Try putting yourself in the other person's shoes. Dr. Wiens and McKee say that the stress from conflicts often leads to burnout so it's best to deescalate conflicts when you can. Be inquisitive, ask questions and listen deeply. Keep your attention to the other person and focus on what he is trying to tell you. By seeking to understand his perspective, you'll be in a much better position to gain his trust and influence him.

By working to improve your emotional intelligence, you can make significant strides in preventing burnout. Remember that improving EI takes time, so be patient with yourself.


Compiled by Audrey Sellers

Source: Kandi Wiens, Ed.D. is an executive coach, national speaker and organizational change consultant. Annie McKee is the director of the PennCLO Executive Doctoral Program. She is also the author of How to Be Happy at Work and a coauthor of Primal Leadership, Resonant Leadership and Becoming a Resonant Leader.

Monday, February 1, 2021

Learn To Avoid Burnout And Enjoy Time Off

 "Almost everything will work again if you unplug it for a few minutes, including you."

Anne Lamott


If you find it hard to step away from work, you're not alone. For many professionals and business owners, the work never stops. While you might think buckling down and working to get ahead is good for business, it can also lead to burnout. When you're burned out, you can't deliver 100 percent. You might see yourself making mistakes or working slower than usual. Beyond work, burnout can impact your overall health. You might lose sight of good habits such as eating right, exercising and getting enough rest.

David Rodeck, a Delaware-based copywriter, says it's important to watch for signs of burnout, such as being overly critical or feeling less excited to work. You also might find yourself reworking the same task or losing focus, which are signs that you need a break. If you see yourself heading down the path of burnout, don't despair. There are some ways to turn it around so you can get back to enjoying all aspects of your life.

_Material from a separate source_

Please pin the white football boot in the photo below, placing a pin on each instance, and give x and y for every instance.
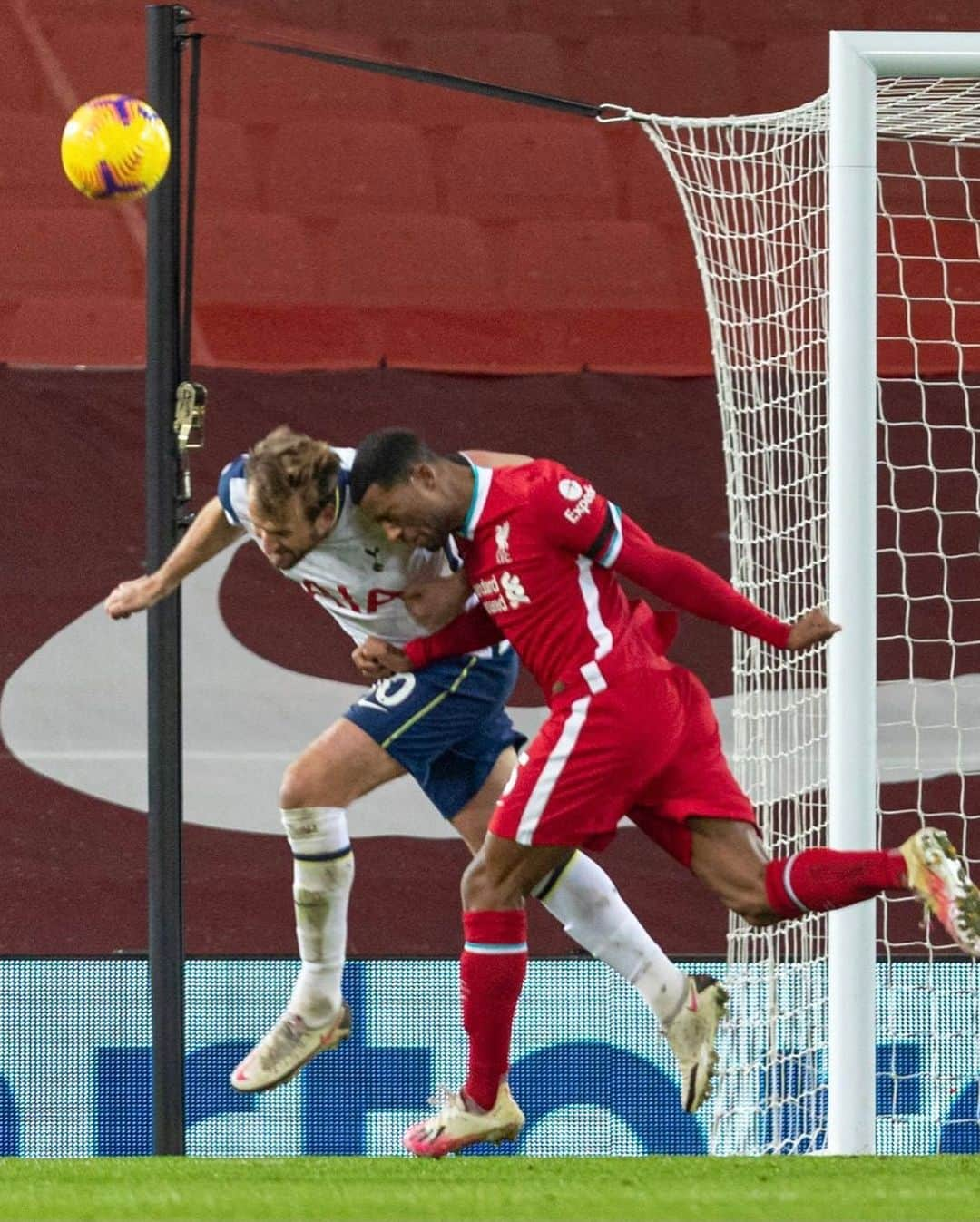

1. Take care of your body. Remember to exercise and eat right. Your body is your most valuable piece of equipment, so make sure to maintain it properly. Rodeck says that even when he's slammed with work, he always makes time for a nightly walk. Otherwise, he runs into serious writer's block.

2. Rethink your work goals. Could your work goals be too ambitious? Maybe you're taking on too many projects or over-promising on the delivery schedule. Personal time should be a set part of your calendar and built into project expectations.

3. Get enough sleep. Those quiet hours late at night or early morning are a tempting opportunity to catch up on work, but this time shouldn't be at expense of your sleep. The Mayo Clinic recommends seven to nine hours of sleep per night for the typical adult.

4. Learn to delegate. Whether it's passing work to employees, bringing on a contractor/freelancer or outsourcing an entire project to another firm, delegating will free up your time so you can relax and concentrate only on your most important priorities and on those to which you can bring the most value.

5. Focus on a positive future. When you're buried under deadlines and other work problems, it can feel like a never-ending slog. But Rodeck wants to remind leaders and sales professionals that they will get through this and better days are coming soon. When something goes wrong, ask, "Will I still be upset about this a year from now?" That can put things in perspective. Practicing yoga and mindfulness can also help your mindset.

6. Take time off. Above all, prioritize taking time off. You need those moments to recharge and enjoy the benefits of all your hard work.

Commit to taking some time off to rest and recharge. You'll do yourself—and your clients—a lot of good.